Saturday, August 4, 2007

Moble Data Collection In Uganda



It is Saturday and the team of Luc, Olivia, Sammy, Rhoda and Edna have finished their first three days of work together. As usual, the important part is forming the team for effective communication. The technical aspect of learning how to build forms and put them on the mobile devices seems to be why I am there. That is but the medium, for the real importance is to be able to leave the comfortable offices where all technology seems to work, and to ensure that the data collection instruments work in the field AND are usable by the persons using them. I repeat this over and over, alas I also find myself focusing on the technology.



The individuals on the team I have found are quite capable, well educated, and vitally they are curious and eager to learn. Fortunately the test form that we are building is perhaps the best form construction that I have seen. In part, it is because it is an Lot Quality Assurance Sampling (LQAS) sampling form. It is a dichotomous (meaning the questions seek an answer of either Yes/No, blue/green, male/female, pregnant/not pregnant) statistical approach providing a high degree of confidence using a sample of only 19 respondents. After a day or so of learning about using the PDA and forms development software we spent an entire morning on Friday reviewing the structure and logic of the form in detail. What I was looking for as the facilitator was all the team members heads nodding in agreement as to the forms function. You cannot produce a viable, usable form without understanding it.

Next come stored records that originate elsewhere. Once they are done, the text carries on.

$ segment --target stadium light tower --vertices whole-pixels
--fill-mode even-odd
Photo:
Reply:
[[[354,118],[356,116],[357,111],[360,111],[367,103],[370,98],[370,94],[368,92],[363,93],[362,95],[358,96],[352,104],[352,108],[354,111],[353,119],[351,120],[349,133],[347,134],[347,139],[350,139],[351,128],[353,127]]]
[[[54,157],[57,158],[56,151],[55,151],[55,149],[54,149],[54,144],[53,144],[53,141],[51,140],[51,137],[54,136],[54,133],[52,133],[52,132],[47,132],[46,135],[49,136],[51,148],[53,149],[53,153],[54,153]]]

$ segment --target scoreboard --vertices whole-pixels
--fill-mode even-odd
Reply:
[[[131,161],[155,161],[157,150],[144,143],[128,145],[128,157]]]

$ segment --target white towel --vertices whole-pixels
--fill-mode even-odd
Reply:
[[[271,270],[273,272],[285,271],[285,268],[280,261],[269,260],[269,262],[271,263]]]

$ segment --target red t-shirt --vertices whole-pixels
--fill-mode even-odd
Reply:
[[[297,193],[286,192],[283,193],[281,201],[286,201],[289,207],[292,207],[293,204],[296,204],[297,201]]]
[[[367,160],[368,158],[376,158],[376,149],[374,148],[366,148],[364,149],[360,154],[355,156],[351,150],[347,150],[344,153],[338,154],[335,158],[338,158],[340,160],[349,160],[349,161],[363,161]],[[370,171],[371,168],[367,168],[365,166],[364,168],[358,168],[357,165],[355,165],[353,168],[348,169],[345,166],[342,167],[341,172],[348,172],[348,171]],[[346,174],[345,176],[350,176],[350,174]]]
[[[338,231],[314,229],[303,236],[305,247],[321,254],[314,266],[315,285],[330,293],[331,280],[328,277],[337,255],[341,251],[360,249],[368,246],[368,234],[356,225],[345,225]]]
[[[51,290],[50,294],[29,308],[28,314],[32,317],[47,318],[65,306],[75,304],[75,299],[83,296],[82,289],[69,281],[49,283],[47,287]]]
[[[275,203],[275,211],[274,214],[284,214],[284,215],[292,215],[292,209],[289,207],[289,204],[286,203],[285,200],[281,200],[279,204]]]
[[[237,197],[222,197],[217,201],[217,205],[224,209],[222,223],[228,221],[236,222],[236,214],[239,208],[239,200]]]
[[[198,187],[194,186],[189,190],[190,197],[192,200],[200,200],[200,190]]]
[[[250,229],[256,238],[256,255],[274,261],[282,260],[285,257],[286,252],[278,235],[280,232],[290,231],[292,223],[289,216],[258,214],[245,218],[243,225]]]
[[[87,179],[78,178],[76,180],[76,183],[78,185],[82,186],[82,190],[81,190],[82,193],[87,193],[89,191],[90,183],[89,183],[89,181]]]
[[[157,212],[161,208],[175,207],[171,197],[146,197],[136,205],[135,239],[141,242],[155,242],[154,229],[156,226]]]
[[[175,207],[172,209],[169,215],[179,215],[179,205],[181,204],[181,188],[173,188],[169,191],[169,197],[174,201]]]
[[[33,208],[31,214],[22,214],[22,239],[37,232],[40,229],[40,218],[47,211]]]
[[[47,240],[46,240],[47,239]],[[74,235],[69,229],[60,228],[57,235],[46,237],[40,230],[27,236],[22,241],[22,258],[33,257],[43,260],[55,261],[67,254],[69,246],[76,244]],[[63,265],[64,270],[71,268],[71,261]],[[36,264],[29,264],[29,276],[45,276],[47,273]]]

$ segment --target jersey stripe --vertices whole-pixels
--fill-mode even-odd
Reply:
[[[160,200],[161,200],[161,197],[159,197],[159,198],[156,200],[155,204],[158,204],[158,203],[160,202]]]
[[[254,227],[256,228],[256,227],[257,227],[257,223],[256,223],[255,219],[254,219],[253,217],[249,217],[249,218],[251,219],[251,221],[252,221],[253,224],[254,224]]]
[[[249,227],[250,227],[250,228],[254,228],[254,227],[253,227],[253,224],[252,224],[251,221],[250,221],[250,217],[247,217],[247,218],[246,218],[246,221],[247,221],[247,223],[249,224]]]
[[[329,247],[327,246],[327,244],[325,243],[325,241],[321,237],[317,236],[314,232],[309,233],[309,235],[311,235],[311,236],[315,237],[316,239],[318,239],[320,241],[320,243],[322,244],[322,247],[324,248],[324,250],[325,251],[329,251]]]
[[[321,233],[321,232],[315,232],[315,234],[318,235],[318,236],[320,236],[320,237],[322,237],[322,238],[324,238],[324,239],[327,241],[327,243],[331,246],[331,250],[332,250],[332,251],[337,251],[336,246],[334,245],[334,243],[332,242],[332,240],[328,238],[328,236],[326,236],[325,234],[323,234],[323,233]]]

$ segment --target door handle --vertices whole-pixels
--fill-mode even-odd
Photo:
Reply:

By end of day Friday Olivia was sitting at my laptop building the form with team consensus and myself in the background. Success. On Monday we will leave early in the morning and travel north about 60 kms to the programs' Family Planning project area in the district of Nakasongola. This is the part that I enjoy best. The team will largely provide the cascade training to the Health Extension Workers who would actually collect the data. My interest at that point, beside supporting the teams efforts, is to observe the interaction between the interviewers with the PDA's and the respondents - the human element encountering technology in a developing world environment!